This month the New York Philharmonic again splits into two smaller ensembles during the week before Christmas (December 20-23). As has been the annual tradition since 2002, one half will travel to The Riverside Church for Handel's Messiah; this year's conductor is Harry Bicket, just named artistic director of the distinguished period-instrument ensemble The English Concert, as of September 2007. The Orchestra's other program also offers Baroque masterpieces, by J.S. Bach and Corelli as well as by Handel, conducted by Bernard Labadie, director of the Quebec City-based Les Violons du Roy, which is known for performing early music on modern instruments. In the following conversation, moderated by David Wright, the two discuss their approaches to the performance of Baroque repertoire.


The "original instruments movement" calls for playing early music on the kinds of instruments used when the works were composed, as well as for historically-informed interpretive choices. How did it begin?

Harry Bicket: For much of the 20th century, the major conductors performed not only Wagner and Strauss, but also Bach's Passions. Those Stokowski transcriptions of Bach for large orchestra sound great, on their own terms.
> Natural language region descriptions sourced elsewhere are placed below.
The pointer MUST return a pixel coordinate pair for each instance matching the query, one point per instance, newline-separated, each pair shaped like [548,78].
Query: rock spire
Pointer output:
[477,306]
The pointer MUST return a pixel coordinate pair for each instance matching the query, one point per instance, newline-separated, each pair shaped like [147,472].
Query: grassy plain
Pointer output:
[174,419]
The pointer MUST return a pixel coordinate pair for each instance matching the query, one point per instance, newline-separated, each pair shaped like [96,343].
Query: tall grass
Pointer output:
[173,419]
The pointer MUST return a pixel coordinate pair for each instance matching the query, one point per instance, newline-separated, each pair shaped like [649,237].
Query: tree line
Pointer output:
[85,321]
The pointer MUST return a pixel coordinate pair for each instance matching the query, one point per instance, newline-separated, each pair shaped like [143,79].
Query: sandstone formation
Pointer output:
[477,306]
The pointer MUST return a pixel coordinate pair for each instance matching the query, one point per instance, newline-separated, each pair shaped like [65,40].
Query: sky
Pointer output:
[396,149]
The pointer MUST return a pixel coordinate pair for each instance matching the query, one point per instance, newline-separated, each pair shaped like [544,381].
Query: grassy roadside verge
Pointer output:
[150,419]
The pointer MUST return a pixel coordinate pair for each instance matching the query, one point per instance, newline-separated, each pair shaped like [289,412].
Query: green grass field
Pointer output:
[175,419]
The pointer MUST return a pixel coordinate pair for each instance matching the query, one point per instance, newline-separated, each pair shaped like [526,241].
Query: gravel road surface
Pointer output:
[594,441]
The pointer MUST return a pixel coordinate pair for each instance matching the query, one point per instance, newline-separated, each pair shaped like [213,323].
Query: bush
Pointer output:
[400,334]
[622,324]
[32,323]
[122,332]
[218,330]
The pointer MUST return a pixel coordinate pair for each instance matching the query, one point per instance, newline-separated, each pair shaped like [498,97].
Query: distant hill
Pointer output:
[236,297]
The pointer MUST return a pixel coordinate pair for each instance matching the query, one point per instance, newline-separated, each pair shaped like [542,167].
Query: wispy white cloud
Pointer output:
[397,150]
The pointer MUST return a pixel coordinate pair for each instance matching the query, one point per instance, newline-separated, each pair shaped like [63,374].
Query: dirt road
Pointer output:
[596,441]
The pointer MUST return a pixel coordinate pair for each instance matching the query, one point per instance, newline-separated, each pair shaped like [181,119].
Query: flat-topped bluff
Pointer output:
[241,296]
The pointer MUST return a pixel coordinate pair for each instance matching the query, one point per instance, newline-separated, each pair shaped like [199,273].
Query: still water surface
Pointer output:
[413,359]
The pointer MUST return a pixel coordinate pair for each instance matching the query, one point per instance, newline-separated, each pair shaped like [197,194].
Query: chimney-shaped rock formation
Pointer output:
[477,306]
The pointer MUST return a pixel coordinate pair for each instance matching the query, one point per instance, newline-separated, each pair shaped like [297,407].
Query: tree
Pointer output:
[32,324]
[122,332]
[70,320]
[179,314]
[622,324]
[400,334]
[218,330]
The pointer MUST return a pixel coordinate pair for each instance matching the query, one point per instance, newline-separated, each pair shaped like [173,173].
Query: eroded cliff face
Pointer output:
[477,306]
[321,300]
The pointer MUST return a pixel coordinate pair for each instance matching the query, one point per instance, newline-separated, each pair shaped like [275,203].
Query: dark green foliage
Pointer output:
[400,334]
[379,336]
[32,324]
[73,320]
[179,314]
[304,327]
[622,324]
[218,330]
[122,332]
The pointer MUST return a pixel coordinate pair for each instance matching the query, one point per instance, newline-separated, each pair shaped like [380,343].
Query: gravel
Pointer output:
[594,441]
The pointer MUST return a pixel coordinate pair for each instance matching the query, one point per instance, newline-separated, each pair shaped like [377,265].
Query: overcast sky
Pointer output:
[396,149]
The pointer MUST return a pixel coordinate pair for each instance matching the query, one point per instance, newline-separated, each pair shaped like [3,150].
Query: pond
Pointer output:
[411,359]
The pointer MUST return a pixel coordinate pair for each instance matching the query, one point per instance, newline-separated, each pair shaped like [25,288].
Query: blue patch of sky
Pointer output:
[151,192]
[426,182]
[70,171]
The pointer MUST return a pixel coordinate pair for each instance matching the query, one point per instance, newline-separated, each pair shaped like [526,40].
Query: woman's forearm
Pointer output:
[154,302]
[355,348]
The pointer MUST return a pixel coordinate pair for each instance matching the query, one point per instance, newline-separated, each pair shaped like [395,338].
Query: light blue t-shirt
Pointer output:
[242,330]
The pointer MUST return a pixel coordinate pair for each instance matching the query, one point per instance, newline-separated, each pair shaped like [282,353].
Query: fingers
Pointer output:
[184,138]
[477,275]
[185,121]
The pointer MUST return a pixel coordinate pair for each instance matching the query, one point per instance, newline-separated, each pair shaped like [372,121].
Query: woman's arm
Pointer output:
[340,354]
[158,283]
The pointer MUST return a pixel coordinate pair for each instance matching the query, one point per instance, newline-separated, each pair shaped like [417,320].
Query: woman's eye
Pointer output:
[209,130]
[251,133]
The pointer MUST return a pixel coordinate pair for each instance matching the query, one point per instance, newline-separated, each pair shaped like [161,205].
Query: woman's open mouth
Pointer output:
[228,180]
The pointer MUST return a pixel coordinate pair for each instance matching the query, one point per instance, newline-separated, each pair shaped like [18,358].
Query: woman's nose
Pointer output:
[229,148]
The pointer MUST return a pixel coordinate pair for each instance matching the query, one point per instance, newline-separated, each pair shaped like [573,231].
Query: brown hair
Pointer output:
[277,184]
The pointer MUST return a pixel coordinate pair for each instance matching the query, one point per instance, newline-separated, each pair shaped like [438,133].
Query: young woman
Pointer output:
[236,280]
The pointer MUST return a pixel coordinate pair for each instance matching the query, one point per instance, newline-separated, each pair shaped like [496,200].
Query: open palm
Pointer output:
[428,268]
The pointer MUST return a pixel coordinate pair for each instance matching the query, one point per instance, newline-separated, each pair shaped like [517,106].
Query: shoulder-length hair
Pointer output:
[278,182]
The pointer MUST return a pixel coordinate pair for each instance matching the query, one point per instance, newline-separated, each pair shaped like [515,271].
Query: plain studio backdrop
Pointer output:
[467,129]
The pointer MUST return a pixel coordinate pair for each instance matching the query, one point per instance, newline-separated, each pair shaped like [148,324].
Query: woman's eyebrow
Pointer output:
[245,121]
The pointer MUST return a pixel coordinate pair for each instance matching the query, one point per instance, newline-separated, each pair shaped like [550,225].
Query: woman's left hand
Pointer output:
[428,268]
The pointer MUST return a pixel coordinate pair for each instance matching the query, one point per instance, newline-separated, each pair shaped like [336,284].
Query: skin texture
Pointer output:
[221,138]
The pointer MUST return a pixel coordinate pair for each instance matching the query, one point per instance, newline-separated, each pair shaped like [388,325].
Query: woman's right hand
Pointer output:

Then in the 1970s [Nikolaus] Harnoncourt came out of the cello section of the Vienna Philharmonic and took a radically different path in Baroque performance.

Bernard Labadie: The first period-instrument orchestras [30 years ago] had to be almost extremist, to get their point across. But now things are not so strict. My own orchestra uses modern instruments, albeit with the Baroque bow for the strings, which produces a different sound.

But in these concerts the musicians will be using modern instruments.

BL: With old instruments or new instruments, you want to understand the music from the point of view of the composer and his time. Great musicians like the ones of the Philharmonic are very flexible in their technique, which is an absolute necessity in order to achieve an historically-informed performance on modern instruments.

HB: It's time that symphony orchestras reclaim this music. The question always is, "Does it touch you, does it move you?"

As period-performance specialists, what are your feelings about playing this music on modern instruments?

BL: The audience doesn't come to see you dust off old furniture, or to see you win a history debate. To understand the music from the inside, and communicate that — that's what makes it "modern."

The original instruments debate seems to have revitalized the interest in earlier repertoire.

HB: If there's a boom in Baroque music now it's because these works are tuneful and fresh — and there's still a wealth of repertoire waiting to be discovered. [For all its familiarity] I'm glad to be coming back to Messiah. This piece is not so operatic as Handel's other oratorios — he's an older and wiser composer; he understands the role of "oratory" in an oratorio. I think that's why so many people can sing this music by heart.


David Wright is a former Program Annotator of the New York Philharmonic.